Details come to feel heaped upon each other and begin to lose their clarity and vigor; the result is an overload of information. The story is engaging enough to keep a reader interested; at least, one interested in learning the rudiments of salt marsh ecology and some history of summers spent on the Cape. But the things that excite Traver most seem to come with the most burdened of descriptions. While his enthusiasm is admirable in suffusing some zest, his language becomes almost clumsy in places and suggests some tighter editing would strengthen the prose. An emotional investment in one’s topic can have, one supposes, its pluses and minuses.
Traver may, on some level, recognize that verbose tendency. In one chapter, he muses about the experience of a conversation with two teenagers he encounters when they show up at the marsh. He shares his telescope with them, helping them observe ospreys. In his comments about that interaction, he writes that he told them how the use of DDT as a pesticide had thinned the eggshells of ospreys and threatened to eradicate them, and how scientist Rachel Carson, a hero of his, had spent time at a lab in Woods Hole studying Sippiwisset, and wrote Silent Spring to expose to a wider public the dangers those chemicals posed. He concludes, “I talked too much. I overwhelmed and ultimately bored them. But the osprey story, and Rachel Carson’s triumphant Silent Spring: These stories must be passed down.”
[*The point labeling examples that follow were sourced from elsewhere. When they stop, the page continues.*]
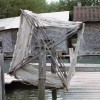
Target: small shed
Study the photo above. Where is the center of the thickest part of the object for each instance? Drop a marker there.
(8, 35)
(10, 26)
(90, 15)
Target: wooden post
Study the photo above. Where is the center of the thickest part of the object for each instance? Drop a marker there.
(71, 54)
(53, 64)
(42, 74)
(2, 85)
(53, 70)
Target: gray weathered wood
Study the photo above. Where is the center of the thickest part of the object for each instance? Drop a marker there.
(2, 85)
(42, 75)
(53, 70)
(84, 86)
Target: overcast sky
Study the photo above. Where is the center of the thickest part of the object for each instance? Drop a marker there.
(51, 0)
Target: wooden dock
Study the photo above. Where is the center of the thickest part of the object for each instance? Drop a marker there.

That Traver feels a lot of heartfelt affection and passion for salt marshes is obvious. One of his most touching pieces recounts a sensual moonlit outing in kayaks with his wife, suggesting a marsh’s aphrodisiac attributes.
There are a lot of prosaic and practical lessons to learn from his book. Chapter headings suggest the range of topics: fishes, birds, mud, microbes, quahogs, crabs, eelgrass, dunes, beach houses, sand, clams, storms, fire. Hopefully, sharing these stories will inspire others to be more interested in this fragile and incredibly important ecosystem. In that this book could spur better protection of salt marshes, Traver’s homage makes a homespun contribution to environmental stewardship.